A limitation of the study is the ‘snapshot’ impression it gives, reflecting only the opinions at the time of the questionnaire rather than over a longer period of time. It has been previously noted that CBI scores are dynamic and can change depending on current circumstances [13]. Of particular note, with regard to the timing of this questionnaire, the COVID-19 pandemic has had a massive impact on work practices. Specifically, there has been a reduction in both elective and emergency neurosurgical operating across the country and a change in working patterns affecting trainees differently according to region. This may have not only an impact on the work environment, but also the overall wellbeing of trainees compared to previous years. There may have been a selection bias created by those who responded to the questionnaire who may have had a tendency to be experiencing either more or less burnout that the overall population of neurosurgical trainees. Responses were also limited to the scope of the questions asked, the majority offering categorical answer options, limiting the ability for individuals to express content outwith this. This did, however, allow the quantification of responses in order to better assess the situation and provide data to build a profile of the prevalence of burnout in the cohort. Moreover, free-text response questions were used to mitigate this limitation, with qualitative assessment of these answers in a standardised fashion.

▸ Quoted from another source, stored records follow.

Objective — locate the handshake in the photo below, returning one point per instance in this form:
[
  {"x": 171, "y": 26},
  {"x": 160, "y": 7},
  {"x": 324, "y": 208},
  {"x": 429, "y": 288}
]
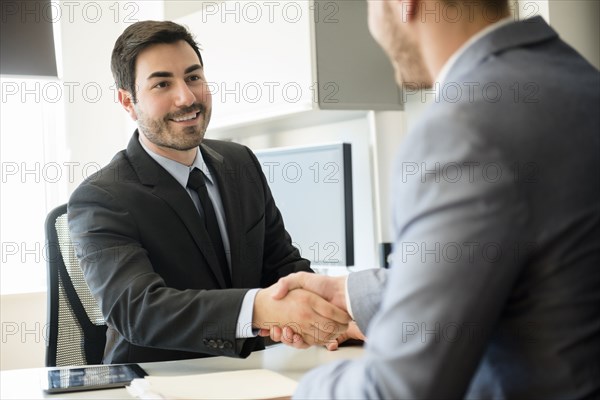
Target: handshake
[{"x": 304, "y": 309}]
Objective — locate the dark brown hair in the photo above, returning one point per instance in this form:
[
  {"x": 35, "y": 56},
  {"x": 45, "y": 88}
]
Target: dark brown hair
[{"x": 138, "y": 37}]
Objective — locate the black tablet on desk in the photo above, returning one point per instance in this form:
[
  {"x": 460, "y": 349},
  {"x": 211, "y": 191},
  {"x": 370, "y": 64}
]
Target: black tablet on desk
[{"x": 95, "y": 377}]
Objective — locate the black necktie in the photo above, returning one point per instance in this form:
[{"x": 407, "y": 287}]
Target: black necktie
[{"x": 197, "y": 182}]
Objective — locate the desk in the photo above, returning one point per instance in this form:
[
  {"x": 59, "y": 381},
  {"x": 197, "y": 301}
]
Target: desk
[{"x": 25, "y": 383}]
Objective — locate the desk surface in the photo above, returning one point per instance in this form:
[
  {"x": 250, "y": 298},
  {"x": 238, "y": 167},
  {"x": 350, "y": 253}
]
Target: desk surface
[{"x": 25, "y": 383}]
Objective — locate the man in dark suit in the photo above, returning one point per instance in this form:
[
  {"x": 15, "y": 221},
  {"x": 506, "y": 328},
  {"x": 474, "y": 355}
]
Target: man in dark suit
[
  {"x": 177, "y": 232},
  {"x": 494, "y": 289}
]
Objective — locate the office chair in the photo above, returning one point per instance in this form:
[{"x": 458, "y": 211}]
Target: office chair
[{"x": 76, "y": 331}]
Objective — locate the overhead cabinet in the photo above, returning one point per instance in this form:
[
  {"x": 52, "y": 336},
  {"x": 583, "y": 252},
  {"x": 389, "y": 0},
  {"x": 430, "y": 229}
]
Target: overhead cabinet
[{"x": 277, "y": 59}]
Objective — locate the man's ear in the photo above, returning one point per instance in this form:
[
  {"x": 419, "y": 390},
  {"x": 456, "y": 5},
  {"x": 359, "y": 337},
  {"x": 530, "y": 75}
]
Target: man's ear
[{"x": 126, "y": 100}]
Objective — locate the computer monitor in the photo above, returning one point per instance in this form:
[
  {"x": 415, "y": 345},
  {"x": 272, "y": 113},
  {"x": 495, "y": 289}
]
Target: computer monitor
[{"x": 312, "y": 187}]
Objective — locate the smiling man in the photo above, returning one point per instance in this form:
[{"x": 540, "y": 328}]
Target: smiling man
[
  {"x": 181, "y": 232},
  {"x": 493, "y": 290}
]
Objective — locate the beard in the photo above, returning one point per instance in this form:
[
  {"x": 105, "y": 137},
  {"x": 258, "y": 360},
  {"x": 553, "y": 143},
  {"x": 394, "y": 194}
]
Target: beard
[
  {"x": 162, "y": 133},
  {"x": 404, "y": 53}
]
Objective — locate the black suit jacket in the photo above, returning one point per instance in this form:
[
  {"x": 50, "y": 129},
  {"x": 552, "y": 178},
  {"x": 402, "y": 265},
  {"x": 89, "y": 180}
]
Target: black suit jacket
[{"x": 150, "y": 267}]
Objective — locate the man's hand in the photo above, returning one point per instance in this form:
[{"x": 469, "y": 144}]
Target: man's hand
[
  {"x": 287, "y": 336},
  {"x": 312, "y": 319},
  {"x": 332, "y": 289}
]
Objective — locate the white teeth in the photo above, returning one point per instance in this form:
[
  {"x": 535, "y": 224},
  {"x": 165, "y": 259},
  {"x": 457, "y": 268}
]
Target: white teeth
[{"x": 185, "y": 118}]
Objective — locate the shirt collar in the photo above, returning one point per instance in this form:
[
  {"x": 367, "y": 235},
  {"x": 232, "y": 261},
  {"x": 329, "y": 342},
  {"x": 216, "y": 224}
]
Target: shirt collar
[
  {"x": 443, "y": 74},
  {"x": 177, "y": 170}
]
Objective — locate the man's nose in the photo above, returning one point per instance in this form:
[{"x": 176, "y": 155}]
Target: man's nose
[{"x": 184, "y": 97}]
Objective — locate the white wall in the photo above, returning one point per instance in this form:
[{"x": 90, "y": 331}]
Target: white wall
[{"x": 23, "y": 330}]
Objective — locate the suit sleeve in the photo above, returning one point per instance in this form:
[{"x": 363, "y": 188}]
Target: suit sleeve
[
  {"x": 365, "y": 290},
  {"x": 457, "y": 216},
  {"x": 133, "y": 297}
]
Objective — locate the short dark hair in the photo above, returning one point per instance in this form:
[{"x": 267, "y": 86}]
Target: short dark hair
[{"x": 138, "y": 37}]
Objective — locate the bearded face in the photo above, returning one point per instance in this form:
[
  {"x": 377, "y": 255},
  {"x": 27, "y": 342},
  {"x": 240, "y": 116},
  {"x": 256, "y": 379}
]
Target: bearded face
[{"x": 389, "y": 31}]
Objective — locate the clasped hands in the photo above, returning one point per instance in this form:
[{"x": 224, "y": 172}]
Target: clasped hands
[{"x": 304, "y": 309}]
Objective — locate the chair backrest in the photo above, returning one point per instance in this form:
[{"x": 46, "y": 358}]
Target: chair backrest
[{"x": 76, "y": 331}]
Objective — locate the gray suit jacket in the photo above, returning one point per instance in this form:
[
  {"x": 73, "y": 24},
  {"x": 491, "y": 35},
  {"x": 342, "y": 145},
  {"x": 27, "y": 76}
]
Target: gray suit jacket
[
  {"x": 494, "y": 289},
  {"x": 151, "y": 267}
]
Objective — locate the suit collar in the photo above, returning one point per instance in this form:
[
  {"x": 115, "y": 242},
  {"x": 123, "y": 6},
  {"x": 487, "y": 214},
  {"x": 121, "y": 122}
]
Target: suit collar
[
  {"x": 512, "y": 35},
  {"x": 166, "y": 187}
]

Future studies should focus on assessing burnout across different healthcare settings and countries in order to identify whether certain environments/systems are more conducive to a healthy workplace. Studying the levels of burnout over time and following the introduction of measures outlined above will be invaluable in guiding ongoing progress in tackling burnout in neurosurgery and more generally in the medical profession.

Conclusion

Burnout is clearly a major issue amongst neurosurgical trainees in the UK the exact prevalence identified here may be somewhat skewed by selection bias. Here, several correlating factors are identified and provide targets for future efforts to reduce the prevalence of burnout amongst neurosurgeons. In particular, improving the provision of a positive work environment and providing options to improve work–life balance are likely to have the largest impact in reducing burnout. In addition to improving individual wellbeing, this will likely also encourage trainees to remain in the profession and reduce the cost burden to the health system, through reducing the expense of sick leave and unused training. Ultimately burnout can lead to serious medical errors, and striving for improvement in patient safety is paramount, especially in a profession where the costs of such errors may have an immense effect on the patient and their families.